Nothing that Soulouque could say, nothing that he could do, no
admonitions through his sternest government ministers, no reading
of the mutiny act by his commanders and generals, would induce them
actually to make an assault at arms. Then Soulouque was angry, and in
his anger he maltreated his army. He put his men into pits, and kept
them there without food; left them to be eaten by vermin–to be fed
upon while they could not feed; and played, upon the whole, such
a melodrama of autocratic tricks and fantasies as might have done
honour to a white Nero. Then at last black human nature could endure
no more, and Soulouque, dreading a pit for his own majesty, was
forced to run.

In one respect he was more fortunate than Mr.

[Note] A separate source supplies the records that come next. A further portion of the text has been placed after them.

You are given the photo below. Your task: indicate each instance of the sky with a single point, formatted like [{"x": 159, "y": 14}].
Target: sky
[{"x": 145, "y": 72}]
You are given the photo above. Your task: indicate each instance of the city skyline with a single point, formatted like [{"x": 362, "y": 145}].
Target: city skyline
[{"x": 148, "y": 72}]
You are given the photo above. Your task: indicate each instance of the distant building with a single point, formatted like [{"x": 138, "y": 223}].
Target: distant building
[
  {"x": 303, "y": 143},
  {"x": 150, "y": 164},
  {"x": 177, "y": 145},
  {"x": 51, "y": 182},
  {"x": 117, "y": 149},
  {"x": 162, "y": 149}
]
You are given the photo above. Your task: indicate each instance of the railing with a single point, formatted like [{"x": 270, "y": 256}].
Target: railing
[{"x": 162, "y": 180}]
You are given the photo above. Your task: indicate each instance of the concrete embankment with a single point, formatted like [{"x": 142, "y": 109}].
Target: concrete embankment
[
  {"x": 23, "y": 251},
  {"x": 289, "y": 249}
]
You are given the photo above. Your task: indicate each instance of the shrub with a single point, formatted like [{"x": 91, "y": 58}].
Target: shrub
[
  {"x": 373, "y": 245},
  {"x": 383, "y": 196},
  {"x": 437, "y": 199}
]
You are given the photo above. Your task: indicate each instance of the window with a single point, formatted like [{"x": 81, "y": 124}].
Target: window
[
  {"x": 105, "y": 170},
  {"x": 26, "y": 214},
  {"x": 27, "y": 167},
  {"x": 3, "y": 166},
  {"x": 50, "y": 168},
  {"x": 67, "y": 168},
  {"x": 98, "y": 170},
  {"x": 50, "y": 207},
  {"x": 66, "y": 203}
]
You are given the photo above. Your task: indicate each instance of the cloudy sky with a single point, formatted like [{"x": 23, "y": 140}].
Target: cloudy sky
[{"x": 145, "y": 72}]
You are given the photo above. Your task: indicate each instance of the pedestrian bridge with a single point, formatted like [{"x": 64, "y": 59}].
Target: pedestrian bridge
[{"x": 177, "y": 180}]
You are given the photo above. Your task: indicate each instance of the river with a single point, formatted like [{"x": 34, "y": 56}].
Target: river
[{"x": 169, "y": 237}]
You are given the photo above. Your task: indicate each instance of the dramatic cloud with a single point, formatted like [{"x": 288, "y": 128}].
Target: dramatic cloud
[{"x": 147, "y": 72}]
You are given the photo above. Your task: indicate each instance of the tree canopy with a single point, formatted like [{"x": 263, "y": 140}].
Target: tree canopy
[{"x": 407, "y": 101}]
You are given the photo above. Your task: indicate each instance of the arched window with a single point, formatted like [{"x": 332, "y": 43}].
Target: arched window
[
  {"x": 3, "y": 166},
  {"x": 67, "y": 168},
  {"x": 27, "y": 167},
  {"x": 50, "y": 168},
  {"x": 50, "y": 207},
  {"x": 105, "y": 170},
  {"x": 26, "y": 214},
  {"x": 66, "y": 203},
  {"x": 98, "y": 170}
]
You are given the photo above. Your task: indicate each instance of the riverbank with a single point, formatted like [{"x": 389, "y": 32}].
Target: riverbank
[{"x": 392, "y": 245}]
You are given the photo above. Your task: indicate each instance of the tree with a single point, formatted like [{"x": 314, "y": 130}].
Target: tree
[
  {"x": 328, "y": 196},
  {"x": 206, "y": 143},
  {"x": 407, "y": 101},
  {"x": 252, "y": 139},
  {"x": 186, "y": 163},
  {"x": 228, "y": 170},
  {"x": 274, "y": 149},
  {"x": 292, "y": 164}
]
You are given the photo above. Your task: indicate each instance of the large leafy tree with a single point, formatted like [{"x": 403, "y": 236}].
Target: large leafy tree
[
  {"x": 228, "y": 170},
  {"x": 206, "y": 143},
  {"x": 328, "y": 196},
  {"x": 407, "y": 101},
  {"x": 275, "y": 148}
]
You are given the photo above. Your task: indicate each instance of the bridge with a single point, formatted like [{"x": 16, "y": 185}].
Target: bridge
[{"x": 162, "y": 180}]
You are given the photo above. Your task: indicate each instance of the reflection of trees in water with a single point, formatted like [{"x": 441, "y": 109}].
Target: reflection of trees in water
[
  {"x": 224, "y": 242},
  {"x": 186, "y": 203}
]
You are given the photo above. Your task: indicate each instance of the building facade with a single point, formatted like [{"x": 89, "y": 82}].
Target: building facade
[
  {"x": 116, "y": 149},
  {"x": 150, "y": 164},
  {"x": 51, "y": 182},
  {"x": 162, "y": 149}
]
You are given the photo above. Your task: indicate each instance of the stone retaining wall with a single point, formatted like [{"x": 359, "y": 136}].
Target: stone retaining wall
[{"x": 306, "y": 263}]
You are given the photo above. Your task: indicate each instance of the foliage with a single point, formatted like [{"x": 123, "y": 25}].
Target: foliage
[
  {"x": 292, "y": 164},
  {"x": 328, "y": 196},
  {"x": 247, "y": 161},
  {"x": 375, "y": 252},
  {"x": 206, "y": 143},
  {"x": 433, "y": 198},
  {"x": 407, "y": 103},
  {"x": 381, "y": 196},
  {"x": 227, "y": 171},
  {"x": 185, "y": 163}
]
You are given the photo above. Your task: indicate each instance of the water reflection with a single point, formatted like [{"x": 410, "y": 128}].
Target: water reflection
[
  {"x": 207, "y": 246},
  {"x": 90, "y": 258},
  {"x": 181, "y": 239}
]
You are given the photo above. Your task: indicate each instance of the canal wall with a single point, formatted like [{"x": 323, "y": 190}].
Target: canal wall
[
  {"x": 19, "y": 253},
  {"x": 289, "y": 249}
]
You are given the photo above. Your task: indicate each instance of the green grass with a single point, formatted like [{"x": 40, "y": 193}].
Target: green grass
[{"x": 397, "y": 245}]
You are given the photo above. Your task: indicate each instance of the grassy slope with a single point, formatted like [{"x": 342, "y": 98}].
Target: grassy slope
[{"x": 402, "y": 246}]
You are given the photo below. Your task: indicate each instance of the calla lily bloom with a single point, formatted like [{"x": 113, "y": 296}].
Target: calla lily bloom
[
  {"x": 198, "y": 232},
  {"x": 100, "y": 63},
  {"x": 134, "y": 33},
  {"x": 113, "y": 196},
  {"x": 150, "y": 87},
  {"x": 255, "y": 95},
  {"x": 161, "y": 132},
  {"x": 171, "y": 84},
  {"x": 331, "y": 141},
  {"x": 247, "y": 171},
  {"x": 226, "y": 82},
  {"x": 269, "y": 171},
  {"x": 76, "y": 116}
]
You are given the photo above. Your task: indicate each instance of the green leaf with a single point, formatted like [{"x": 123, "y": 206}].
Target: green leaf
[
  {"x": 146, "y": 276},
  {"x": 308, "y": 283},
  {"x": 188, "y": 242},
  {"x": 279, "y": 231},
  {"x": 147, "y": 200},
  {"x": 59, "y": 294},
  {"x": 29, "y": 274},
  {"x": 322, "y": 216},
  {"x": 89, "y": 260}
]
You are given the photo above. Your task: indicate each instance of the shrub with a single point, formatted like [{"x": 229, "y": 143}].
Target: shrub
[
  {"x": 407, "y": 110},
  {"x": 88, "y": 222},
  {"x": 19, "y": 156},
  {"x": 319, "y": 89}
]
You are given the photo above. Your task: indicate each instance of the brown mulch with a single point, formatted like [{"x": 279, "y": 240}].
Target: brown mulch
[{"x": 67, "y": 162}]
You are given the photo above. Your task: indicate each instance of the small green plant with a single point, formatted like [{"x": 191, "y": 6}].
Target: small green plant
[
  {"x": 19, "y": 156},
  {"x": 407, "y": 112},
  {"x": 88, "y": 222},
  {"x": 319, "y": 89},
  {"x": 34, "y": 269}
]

Smith. In his dire
necessity an English troop-ship was found to be at hand. The
‘Melbourne’ was steaming home from Jamaica, and the officer in
command having been appealed to for assistance, consented to return
to Kingston with the royal suite. This she did, and on the 22nd of
January, Soulouque, with his wife and daughter, his prime minister,
and certain coal-black maids of honour, was landed at the quays.

When under the ægis of British protection, the ex-emperor was of
course safe. But he had not exactly chosen a bed of roses for himself
in coming to Jamaica. It might be probable that a bed of roses
was not easily to be found at the moment. At Kingston there were
collected many Haytians, who had either been banished by Soulouque in
the plenitude of his power, or had run from him as he was now running
from his subjects. There were many whose brothers and fathers had
been destroyed in Hayti, whose friends had perished under the hands
of the tyrant’s executioner, for whom pits would have been prepared
had they not vanished speedily. These refugees had sought safety also
in Jamaica, and for them a day of triumph had now arrived. They were
not the men to allow an opportunity for triumph to pass without
enjoying it.

These were mostly brown men–men of a mixed race; men, and indeed
women also. With Soulouque and his government such had found no
favour. He had been glad to welcome white residents in his kingdom,
and of course had rejoiced in having black men as his subjects.
But of the coloured people he had endeavoured in every way to rid
himself. He had done so to a great extent, and many of them were now
ready to welcome him at Kingston.

Kingston does not rejoice in public equipages of much pretensions;
nor are there to be hired many carriages fit for the conveyance of
royalty, even in its decadence. Two small, wretched vehicles were
however procured, such as ply in the streets there, and carry
passengers to the Spanish Town railway at sixpence a head. In one
of these sat Soulouque and his wife, with a British officer on the
box beside the driver, and with two black policemen hanging behind.
In another, similarly guarded, were packed the Countess Olive–that
being the name of the ex-emperor’s daughter–and her attendants. And
thus travelling by different streets they made their way to their

One would certainly have wished, in despite of those wretched pits,
that they had been allowed to do so without annoyance; but such was
not the case. The banished Haytians had it not in their philosophy
to abstain from triumphing on a fallen enemy. They surrounded the
carriages with a dusky cloud, and received the fugitives with howls
of self-congratulation at their abasement. Nor was this all. When the
royal party was duly lodged at the Date-Tree tavern, the ex-Haytians
lodged themselves opposite. There they held a dignity ball in token
of their joy; and for three days maintained their position in order
that poor Soulouque might witness their rejoicings.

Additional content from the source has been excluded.